La corte d'appello ha confermato la sentenza di primo grado, bocciando la sospensione della piattaforma asiatica
PARIGI - Confermato dalla corte d'appello di Parigi il rifiuto di sospendere la piattaforma asiatica Shein in Francia, come invocato dal governo di Parigi.
Dopo un'analoga decisione da parte dei giudici di primo grado, anche la corte d'appello ha bocciato la sospensione di Shein nell'Esagono, soprattutto dopo che il colosso asiatico ha fatto ritirare i controversi prodotti illeciti messi in vendita sul suo 'marketplace' e che avevano suscitato scandalo ai quattro angoli del Paese e non solo.
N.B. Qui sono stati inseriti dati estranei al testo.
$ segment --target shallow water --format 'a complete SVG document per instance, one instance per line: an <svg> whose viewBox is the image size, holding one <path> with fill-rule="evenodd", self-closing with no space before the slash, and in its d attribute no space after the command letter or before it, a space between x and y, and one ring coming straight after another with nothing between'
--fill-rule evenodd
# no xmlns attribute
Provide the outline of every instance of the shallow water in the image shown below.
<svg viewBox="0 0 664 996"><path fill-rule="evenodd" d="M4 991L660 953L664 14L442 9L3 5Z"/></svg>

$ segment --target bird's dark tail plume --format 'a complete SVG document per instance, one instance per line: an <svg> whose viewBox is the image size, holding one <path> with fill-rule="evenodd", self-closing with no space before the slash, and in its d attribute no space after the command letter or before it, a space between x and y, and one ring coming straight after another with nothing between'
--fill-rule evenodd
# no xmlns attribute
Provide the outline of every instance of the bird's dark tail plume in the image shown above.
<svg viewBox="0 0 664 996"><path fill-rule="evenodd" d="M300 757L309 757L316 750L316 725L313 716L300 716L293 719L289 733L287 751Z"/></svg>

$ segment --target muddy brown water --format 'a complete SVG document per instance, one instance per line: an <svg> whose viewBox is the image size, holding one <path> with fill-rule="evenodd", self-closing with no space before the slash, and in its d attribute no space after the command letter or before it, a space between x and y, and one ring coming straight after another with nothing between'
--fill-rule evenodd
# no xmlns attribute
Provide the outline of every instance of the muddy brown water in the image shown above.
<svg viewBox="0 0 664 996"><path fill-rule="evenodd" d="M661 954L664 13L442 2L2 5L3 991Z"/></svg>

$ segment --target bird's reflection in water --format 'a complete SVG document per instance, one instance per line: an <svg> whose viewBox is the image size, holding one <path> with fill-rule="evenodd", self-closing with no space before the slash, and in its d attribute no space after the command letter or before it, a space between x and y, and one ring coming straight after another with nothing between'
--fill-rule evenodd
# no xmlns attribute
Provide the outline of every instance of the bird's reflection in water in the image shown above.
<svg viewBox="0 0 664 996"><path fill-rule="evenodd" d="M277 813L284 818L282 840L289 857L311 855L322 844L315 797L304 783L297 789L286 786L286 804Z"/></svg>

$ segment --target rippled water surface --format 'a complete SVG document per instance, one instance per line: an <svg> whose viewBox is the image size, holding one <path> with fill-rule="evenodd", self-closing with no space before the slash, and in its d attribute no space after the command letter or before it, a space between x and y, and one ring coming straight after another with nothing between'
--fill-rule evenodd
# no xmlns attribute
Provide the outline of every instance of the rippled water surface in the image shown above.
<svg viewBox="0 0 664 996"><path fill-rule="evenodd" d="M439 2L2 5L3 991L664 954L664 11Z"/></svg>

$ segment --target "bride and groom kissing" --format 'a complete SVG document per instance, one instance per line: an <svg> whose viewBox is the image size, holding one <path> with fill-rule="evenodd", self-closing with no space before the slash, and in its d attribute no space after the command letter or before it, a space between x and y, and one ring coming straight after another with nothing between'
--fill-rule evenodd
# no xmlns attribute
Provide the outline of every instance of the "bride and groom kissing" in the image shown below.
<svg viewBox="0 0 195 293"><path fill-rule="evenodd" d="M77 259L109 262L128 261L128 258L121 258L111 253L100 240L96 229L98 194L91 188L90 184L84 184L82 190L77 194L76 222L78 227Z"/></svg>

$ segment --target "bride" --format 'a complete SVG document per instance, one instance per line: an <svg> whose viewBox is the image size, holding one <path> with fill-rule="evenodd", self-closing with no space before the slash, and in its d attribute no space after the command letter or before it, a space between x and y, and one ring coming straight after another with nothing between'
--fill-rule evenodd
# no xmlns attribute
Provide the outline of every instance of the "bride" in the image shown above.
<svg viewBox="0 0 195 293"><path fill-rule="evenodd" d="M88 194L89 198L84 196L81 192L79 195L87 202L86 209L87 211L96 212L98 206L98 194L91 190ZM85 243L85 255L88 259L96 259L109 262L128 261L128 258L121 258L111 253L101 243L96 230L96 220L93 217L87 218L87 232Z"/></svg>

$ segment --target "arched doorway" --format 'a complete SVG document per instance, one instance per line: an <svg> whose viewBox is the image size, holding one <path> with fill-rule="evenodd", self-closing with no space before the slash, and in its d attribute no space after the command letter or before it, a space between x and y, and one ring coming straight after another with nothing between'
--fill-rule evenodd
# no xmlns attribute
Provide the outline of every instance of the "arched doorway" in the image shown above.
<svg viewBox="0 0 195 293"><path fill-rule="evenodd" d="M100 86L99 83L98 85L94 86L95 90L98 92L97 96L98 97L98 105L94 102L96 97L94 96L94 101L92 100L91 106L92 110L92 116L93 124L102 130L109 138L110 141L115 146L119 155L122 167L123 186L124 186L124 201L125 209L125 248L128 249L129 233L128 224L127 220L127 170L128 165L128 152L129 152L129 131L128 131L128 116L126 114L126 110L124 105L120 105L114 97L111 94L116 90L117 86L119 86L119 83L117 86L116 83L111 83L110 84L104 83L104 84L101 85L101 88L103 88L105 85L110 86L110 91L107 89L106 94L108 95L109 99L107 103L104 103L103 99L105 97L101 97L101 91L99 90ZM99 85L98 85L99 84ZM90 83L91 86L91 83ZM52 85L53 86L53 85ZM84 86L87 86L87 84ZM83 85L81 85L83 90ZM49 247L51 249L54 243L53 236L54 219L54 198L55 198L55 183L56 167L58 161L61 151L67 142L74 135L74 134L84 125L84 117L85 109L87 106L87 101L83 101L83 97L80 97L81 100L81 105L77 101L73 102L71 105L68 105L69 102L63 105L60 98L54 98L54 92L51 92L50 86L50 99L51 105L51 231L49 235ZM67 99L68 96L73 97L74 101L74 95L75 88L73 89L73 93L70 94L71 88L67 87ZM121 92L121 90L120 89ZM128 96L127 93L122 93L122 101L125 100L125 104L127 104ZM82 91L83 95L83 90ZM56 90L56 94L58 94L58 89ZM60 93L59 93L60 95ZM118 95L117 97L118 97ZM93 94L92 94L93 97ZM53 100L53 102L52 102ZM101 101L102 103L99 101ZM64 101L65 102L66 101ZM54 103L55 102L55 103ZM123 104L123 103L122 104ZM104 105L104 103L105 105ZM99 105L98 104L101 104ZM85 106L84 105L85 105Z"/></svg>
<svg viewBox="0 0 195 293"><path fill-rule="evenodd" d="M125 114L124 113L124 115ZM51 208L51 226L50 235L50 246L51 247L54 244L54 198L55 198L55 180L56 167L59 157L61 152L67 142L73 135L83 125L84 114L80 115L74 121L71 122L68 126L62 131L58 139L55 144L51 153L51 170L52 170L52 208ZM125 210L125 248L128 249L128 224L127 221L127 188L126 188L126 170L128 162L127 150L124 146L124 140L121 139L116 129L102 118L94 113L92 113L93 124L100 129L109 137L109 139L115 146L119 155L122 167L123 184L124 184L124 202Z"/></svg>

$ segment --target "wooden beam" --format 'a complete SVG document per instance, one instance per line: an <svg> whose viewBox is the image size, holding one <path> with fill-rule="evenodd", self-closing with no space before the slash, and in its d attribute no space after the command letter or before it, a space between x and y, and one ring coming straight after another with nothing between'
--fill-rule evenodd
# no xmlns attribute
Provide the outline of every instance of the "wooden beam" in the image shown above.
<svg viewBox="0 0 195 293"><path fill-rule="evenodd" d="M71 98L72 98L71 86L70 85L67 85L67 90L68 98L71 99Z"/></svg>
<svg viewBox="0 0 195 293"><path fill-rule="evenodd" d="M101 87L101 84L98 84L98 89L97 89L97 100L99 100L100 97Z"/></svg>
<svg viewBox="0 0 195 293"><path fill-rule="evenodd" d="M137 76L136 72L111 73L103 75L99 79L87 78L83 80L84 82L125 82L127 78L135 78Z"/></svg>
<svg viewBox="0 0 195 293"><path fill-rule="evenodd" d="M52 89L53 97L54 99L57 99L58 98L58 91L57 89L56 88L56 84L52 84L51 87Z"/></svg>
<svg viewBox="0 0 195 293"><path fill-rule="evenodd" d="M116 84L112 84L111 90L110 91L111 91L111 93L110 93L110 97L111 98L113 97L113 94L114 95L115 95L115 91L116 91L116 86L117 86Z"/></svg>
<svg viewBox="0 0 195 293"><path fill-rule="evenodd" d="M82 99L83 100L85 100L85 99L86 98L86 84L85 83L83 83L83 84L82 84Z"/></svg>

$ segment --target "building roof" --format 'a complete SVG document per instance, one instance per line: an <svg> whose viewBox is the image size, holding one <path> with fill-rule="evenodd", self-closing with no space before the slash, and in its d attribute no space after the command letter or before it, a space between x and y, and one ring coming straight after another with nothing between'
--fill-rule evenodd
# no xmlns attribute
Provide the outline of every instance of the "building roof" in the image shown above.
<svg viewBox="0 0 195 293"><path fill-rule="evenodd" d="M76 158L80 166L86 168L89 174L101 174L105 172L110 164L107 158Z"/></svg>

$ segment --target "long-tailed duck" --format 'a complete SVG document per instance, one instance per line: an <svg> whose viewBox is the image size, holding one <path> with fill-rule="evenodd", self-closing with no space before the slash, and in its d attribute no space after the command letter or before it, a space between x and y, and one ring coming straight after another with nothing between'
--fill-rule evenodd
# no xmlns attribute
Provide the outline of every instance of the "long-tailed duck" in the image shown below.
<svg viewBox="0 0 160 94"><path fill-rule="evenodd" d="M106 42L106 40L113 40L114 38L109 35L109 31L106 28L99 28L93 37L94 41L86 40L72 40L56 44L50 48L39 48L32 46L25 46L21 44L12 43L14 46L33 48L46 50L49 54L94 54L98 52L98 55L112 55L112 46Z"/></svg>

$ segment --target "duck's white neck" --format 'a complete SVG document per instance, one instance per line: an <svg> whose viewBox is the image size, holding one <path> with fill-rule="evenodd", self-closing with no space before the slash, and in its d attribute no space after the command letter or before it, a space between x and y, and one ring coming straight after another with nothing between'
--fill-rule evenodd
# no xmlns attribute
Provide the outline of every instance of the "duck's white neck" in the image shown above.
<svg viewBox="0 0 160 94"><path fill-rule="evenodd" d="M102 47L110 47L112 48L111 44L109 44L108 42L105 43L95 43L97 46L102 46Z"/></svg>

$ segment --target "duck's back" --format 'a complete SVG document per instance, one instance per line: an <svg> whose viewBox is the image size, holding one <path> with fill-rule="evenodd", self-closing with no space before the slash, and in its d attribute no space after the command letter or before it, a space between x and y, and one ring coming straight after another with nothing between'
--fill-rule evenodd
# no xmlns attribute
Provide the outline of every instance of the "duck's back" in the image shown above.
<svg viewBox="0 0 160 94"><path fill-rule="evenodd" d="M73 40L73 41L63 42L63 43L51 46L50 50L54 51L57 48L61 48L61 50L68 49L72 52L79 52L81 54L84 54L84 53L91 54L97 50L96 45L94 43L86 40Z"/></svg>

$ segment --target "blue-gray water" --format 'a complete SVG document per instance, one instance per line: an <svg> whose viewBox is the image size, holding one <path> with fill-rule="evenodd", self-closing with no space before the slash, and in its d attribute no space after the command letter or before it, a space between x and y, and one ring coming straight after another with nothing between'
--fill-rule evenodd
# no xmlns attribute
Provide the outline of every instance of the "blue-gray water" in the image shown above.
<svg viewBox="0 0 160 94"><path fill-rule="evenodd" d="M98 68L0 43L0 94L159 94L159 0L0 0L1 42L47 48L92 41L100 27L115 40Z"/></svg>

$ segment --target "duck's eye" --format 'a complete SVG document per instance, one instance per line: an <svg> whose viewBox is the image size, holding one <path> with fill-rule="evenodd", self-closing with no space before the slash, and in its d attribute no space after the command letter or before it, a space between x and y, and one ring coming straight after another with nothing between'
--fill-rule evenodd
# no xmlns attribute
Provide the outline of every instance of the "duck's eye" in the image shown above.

In particolare, la scoperta di armi di categoria A, di farmaci non autorizzati e di bambole sessuali di apparenza infantile, avevano indotto lo stesso premier di Parigi, Sébastien Lecornu, ad invocare una misura radicale: bloccare il 'marketplace' di Shein almeno fino a quando la piattaforma non si sarebbe messa in regola con le norme francesi ed europee.
Ma la corte d'appello ha confermato la decisione di primo grado del tribunale, secondo cui la messa in vendita di quei controversi prodotti è stata soltanto ''episodica'' ed è stata bloccata non appena arrivata la denuncia delle autorità.